The fastest way to make automation disappointing is to start too broadly.
"Automate operations" is not a workflow. It is an ambition. A good pilot starts smaller: one queue, one request type, one approval path, one measurable improvement.
That is how teams build trust.
Pick a workflow with real volume
A pilot needs enough repetitions to learn from.
If the workflow happens twice a year, it may be important, but it will not create fast product feedback. Look for something that appears weekly or daily: purchase requests, invoice capture, restock requests, repairs, leave requests, customer callbacks, or status updates.
Frequent work reveals friction quickly.
Pick a workflow with clear pain
The workflow should already be annoying.
Good signs include repeated follow-up, missed approvals, unclear owners, late finance entries, customer escalations, or too many screenshots being forwarded around.
If nobody feels the pain, nobody will protect the new process when the team gets busy.
Pick a bounded workflow
The best first workflow has a clear start and finish.
For example: WhatsApp request arrives, job is created, manager approves, assignee completes, requester gets an update.
That boundary makes implementation easier and makes success visible. Everyone can tell whether the workflow improved.
Do not start with the hardest exception
Every business has edge cases. They matter, but they should not define the first pilot.
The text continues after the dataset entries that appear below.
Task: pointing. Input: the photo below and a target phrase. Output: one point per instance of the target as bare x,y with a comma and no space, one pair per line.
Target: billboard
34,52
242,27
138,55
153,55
Start with the normal path. Capture exceptions as follow-ups. Once the team trusts the main workflow, the exception handling becomes easier to design.
Measure the boring things
Good pilot metrics are practical:
- How many requests were captured?
- How many had owners?
- How many approvals were completed?
- How many got stuck?
- How much follow-up moved out of chat?
- Could the team find the record later?
That is enough to know whether the workflow is becoming more operationally mature.